A BROMSGROVE woman who tried to rip off an elderly, vulnerable couple by selling them a rubbish roof paint at an extortionate price has avoided spending time behind bars.

The couple, aged 84 and 85-years-old, who lived in Woodbury Road, Halesowen, were conned into believing the paint would massively reduce heat loss but that was a total sham.

Julie Barrett was working as a sales representative in the scam which, said Judge Martin Walsh, duped their retired customers in a “frenzy of commission lead fraud.”

Barrett, 50, now unemployed and living on benefits, of Hewell Avenue had denied one charge of fraud but she was convicted by a jury at the end of her trial.

The Judge told her it was clear she had been dishonest and it had been her aim to make false claims about the the roof paint to John and Elsie Parkes.

“You were involved in selling this product and you made false representations to achieve a sale for commission,” he told Barrett at Wolverhampton Crown Court.

It was serious offending, he stressed, but ruled he was able to place Barrett on supervision for 18 months coupled with 180 hours unpaid work in the community.

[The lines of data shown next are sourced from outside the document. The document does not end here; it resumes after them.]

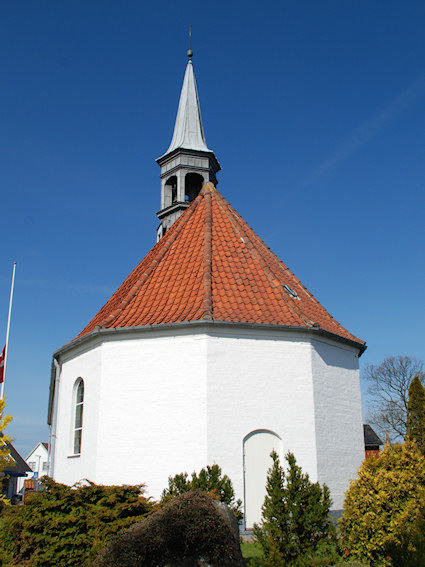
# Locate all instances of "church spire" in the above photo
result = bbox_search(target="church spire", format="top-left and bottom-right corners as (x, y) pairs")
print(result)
(166, 55), (211, 154)
(156, 49), (221, 240)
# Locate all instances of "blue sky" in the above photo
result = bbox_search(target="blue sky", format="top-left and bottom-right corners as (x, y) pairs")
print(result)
(0, 0), (425, 456)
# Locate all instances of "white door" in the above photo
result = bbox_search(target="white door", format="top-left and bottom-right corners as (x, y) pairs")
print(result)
(244, 429), (281, 530)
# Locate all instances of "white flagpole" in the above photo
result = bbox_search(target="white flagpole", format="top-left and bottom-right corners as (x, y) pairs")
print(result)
(0, 262), (16, 399)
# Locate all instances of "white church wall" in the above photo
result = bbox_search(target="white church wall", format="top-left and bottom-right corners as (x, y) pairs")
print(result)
(312, 340), (364, 510)
(208, 331), (317, 520)
(50, 325), (363, 520)
(54, 332), (207, 498)
(96, 334), (206, 498)
(53, 348), (101, 485)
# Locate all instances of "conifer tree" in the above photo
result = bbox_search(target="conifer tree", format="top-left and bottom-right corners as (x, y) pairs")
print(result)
(406, 376), (425, 455)
(254, 451), (335, 567)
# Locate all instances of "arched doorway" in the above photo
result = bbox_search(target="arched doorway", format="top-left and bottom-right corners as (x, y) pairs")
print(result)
(243, 429), (282, 530)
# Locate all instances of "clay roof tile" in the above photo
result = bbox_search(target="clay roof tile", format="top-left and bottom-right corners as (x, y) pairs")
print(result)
(74, 183), (364, 348)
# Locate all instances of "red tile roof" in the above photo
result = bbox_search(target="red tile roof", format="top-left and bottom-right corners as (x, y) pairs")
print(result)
(78, 183), (364, 346)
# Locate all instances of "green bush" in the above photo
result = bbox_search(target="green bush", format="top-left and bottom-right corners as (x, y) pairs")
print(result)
(0, 477), (152, 567)
(161, 465), (243, 520)
(340, 441), (425, 567)
(94, 491), (244, 567)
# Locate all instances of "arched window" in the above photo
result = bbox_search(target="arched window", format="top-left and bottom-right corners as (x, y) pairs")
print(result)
(74, 378), (84, 455)
(243, 429), (282, 529)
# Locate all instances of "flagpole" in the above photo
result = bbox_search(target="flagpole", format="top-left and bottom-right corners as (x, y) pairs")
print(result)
(0, 262), (16, 399)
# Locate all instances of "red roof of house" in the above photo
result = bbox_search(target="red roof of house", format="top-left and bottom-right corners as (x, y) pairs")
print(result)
(74, 183), (365, 347)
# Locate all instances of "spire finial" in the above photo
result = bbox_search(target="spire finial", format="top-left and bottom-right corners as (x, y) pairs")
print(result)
(187, 24), (193, 61)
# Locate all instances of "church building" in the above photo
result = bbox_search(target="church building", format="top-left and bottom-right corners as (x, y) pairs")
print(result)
(48, 51), (366, 529)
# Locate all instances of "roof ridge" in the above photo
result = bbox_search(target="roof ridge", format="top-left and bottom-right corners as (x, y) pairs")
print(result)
(217, 191), (313, 326)
(96, 198), (204, 333)
(212, 191), (354, 331)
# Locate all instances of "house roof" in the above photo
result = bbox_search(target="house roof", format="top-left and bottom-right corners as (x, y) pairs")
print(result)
(77, 183), (365, 351)
(0, 441), (31, 476)
(25, 441), (49, 462)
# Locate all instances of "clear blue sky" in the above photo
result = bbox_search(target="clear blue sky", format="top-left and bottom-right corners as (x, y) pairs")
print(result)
(0, 0), (425, 456)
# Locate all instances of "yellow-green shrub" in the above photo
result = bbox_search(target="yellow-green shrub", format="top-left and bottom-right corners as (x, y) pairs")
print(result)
(340, 441), (425, 567)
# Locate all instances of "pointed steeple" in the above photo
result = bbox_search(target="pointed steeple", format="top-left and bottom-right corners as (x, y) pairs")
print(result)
(156, 49), (221, 240)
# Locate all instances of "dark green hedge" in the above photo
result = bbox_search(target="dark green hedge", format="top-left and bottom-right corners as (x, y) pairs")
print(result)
(0, 477), (152, 567)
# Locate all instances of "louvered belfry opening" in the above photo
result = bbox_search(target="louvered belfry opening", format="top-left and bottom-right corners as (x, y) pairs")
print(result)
(184, 173), (204, 203)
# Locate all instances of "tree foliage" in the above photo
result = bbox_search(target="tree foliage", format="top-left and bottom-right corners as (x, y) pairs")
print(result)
(407, 376), (425, 455)
(364, 356), (425, 441)
(254, 451), (335, 567)
(161, 465), (242, 520)
(0, 398), (13, 473)
(95, 490), (244, 567)
(340, 441), (425, 567)
(0, 477), (152, 567)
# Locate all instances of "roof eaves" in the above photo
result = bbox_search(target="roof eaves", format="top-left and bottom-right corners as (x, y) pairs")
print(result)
(53, 319), (367, 360)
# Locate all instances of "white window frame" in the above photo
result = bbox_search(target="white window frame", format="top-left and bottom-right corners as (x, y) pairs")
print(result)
(71, 377), (85, 456)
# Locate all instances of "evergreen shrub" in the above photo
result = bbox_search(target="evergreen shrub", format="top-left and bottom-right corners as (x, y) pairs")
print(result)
(254, 451), (338, 567)
(161, 464), (243, 520)
(0, 477), (153, 567)
(340, 441), (425, 567)
(94, 491), (244, 567)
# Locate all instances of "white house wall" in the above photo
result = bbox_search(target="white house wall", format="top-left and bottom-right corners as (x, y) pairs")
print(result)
(312, 341), (365, 510)
(204, 333), (317, 510)
(54, 334), (207, 497)
(54, 325), (363, 508)
(96, 335), (206, 497)
(53, 348), (102, 485)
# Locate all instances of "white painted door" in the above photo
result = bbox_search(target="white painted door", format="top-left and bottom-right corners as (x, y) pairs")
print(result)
(244, 429), (281, 530)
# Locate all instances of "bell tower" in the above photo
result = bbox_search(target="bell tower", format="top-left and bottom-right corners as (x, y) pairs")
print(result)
(156, 49), (221, 241)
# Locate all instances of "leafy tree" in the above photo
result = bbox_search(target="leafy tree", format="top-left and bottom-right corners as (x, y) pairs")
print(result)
(0, 477), (153, 567)
(340, 441), (425, 567)
(95, 490), (244, 567)
(254, 451), (335, 567)
(363, 356), (425, 441)
(161, 465), (243, 520)
(0, 398), (12, 473)
(407, 376), (425, 454)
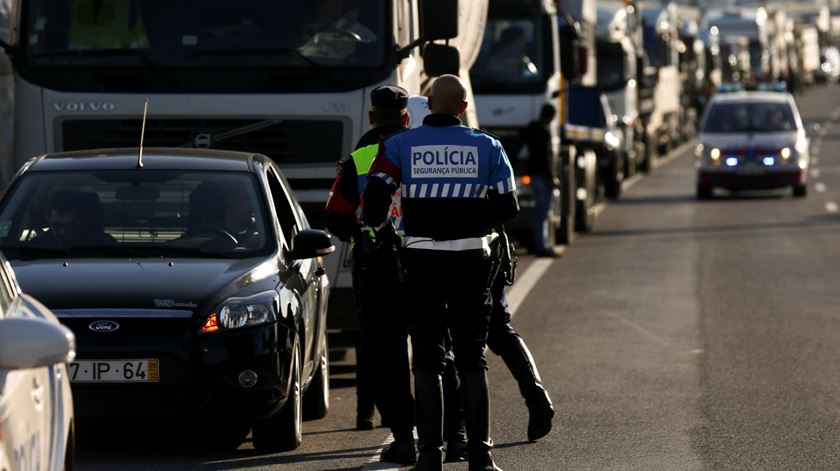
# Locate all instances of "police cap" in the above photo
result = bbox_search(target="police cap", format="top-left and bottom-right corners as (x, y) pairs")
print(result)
(370, 85), (408, 110)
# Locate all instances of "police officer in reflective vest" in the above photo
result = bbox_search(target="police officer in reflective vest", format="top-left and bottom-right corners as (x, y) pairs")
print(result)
(326, 86), (416, 464)
(364, 75), (519, 471)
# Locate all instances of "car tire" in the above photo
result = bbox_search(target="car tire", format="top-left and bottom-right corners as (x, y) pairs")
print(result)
(303, 334), (330, 420)
(697, 184), (714, 200)
(253, 341), (303, 452)
(63, 422), (76, 471)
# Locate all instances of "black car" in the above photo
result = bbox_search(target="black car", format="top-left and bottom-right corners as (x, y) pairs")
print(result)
(0, 149), (334, 450)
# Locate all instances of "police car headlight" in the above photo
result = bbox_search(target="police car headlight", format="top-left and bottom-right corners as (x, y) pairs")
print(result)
(201, 291), (280, 333)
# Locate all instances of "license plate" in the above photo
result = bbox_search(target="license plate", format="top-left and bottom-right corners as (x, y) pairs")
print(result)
(69, 360), (160, 383)
(737, 166), (767, 175)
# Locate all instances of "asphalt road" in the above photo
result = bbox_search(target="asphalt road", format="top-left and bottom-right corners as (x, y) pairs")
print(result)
(78, 83), (840, 471)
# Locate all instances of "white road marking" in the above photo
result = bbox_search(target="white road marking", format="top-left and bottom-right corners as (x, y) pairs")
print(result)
(604, 312), (670, 347)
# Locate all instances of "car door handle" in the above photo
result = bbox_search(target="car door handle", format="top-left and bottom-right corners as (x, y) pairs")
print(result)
(32, 379), (44, 406)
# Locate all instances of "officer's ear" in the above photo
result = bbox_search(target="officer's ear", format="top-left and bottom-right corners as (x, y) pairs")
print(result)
(458, 101), (467, 115)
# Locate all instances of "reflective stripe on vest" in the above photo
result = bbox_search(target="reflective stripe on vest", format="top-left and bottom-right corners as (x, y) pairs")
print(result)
(350, 144), (379, 196)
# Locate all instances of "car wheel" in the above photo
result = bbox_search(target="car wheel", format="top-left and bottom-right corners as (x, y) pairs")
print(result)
(253, 341), (303, 451)
(697, 184), (714, 200)
(64, 422), (76, 471)
(303, 334), (330, 420)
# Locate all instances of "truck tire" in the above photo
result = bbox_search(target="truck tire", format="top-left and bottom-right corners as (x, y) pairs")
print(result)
(575, 150), (598, 232)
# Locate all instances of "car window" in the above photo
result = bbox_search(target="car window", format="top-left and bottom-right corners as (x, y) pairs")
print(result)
(0, 170), (273, 258)
(703, 101), (797, 133)
(0, 268), (16, 319)
(268, 168), (301, 247)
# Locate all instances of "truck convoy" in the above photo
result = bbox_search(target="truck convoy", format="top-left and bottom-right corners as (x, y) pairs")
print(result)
(0, 0), (487, 329)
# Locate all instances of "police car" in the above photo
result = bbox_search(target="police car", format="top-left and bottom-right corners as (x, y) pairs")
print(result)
(0, 148), (335, 450)
(0, 256), (75, 471)
(696, 91), (810, 199)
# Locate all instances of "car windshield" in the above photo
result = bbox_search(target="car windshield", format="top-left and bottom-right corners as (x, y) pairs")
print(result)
(21, 0), (386, 68)
(0, 170), (275, 258)
(703, 101), (797, 133)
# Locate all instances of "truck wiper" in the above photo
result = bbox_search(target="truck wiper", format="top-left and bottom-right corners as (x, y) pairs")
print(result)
(32, 49), (178, 85)
(193, 47), (341, 87)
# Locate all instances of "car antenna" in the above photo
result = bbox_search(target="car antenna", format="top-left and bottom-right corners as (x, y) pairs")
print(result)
(137, 97), (149, 168)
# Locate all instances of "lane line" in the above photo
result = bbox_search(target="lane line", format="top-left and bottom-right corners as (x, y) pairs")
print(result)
(604, 312), (671, 347)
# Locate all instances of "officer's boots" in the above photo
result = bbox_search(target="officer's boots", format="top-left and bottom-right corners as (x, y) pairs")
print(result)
(461, 369), (502, 471)
(411, 370), (443, 471)
(501, 335), (554, 442)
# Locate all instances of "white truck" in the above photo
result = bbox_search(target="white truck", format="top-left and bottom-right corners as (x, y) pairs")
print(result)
(639, 3), (682, 155)
(0, 0), (487, 329)
(703, 7), (776, 83)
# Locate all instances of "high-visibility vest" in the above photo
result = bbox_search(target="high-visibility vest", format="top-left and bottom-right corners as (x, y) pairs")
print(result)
(350, 143), (403, 232)
(67, 0), (149, 49)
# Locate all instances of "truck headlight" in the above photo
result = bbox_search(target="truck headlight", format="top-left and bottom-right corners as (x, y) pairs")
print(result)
(200, 291), (279, 333)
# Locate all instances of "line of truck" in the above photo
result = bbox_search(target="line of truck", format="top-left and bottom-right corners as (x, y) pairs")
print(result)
(0, 0), (840, 330)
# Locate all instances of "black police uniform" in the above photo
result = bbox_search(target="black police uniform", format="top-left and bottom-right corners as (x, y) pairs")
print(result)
(364, 114), (519, 470)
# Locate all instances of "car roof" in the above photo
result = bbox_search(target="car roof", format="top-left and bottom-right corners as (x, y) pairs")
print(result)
(27, 147), (268, 172)
(712, 91), (791, 103)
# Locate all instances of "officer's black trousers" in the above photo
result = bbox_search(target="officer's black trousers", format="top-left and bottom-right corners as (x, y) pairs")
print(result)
(402, 248), (491, 376)
(353, 243), (414, 440)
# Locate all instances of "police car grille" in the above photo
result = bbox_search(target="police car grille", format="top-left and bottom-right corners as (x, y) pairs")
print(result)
(57, 119), (344, 165)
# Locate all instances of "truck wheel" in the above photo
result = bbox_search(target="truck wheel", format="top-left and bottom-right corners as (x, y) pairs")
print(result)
(604, 155), (623, 200)
(253, 341), (303, 451)
(303, 334), (330, 420)
(575, 150), (598, 232)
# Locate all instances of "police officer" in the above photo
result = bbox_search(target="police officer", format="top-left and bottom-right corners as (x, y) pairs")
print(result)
(327, 86), (416, 464)
(364, 75), (519, 471)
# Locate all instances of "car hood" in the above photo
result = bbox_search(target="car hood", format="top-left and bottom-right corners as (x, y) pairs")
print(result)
(12, 258), (279, 312)
(700, 131), (798, 149)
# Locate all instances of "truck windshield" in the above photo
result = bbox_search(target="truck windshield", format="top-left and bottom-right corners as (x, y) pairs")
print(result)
(20, 0), (393, 91)
(596, 41), (627, 92)
(470, 18), (551, 93)
(703, 102), (797, 133)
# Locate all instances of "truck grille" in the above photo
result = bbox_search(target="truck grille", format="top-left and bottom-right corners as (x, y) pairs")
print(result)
(57, 119), (344, 165)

After the case Christopher King, a principal trading standards officer, said the prosecution showed that sales staff going from door to door were equally as guilty as the directors of the companies involved.

He said he hoped sentencing in the case which involved more than 2,700 victims nationwide would send out the message that rogue trading would be punished severely.

The two men behind the scam - Alan Wilson 54 of Fazeley Road, Tamworth and 45 year old Christopher Wilkes of Tamworth Lane, Solihull - were both jailed for five years each by the Judge at an earlier hearing.

The court had been told they made grossly exaggerated claims for a product they knew “had little to commend it” and their sales staff had preyed on the fears of customers.

The Judge said Barrett, a woman of previous good character, had been behind a single transaction but it was mean offending bearing in mind the age and vulnerability of her victims.

He said that by ordering her to carry out unpaid work in the community it would help make some recompense for her dishonesty.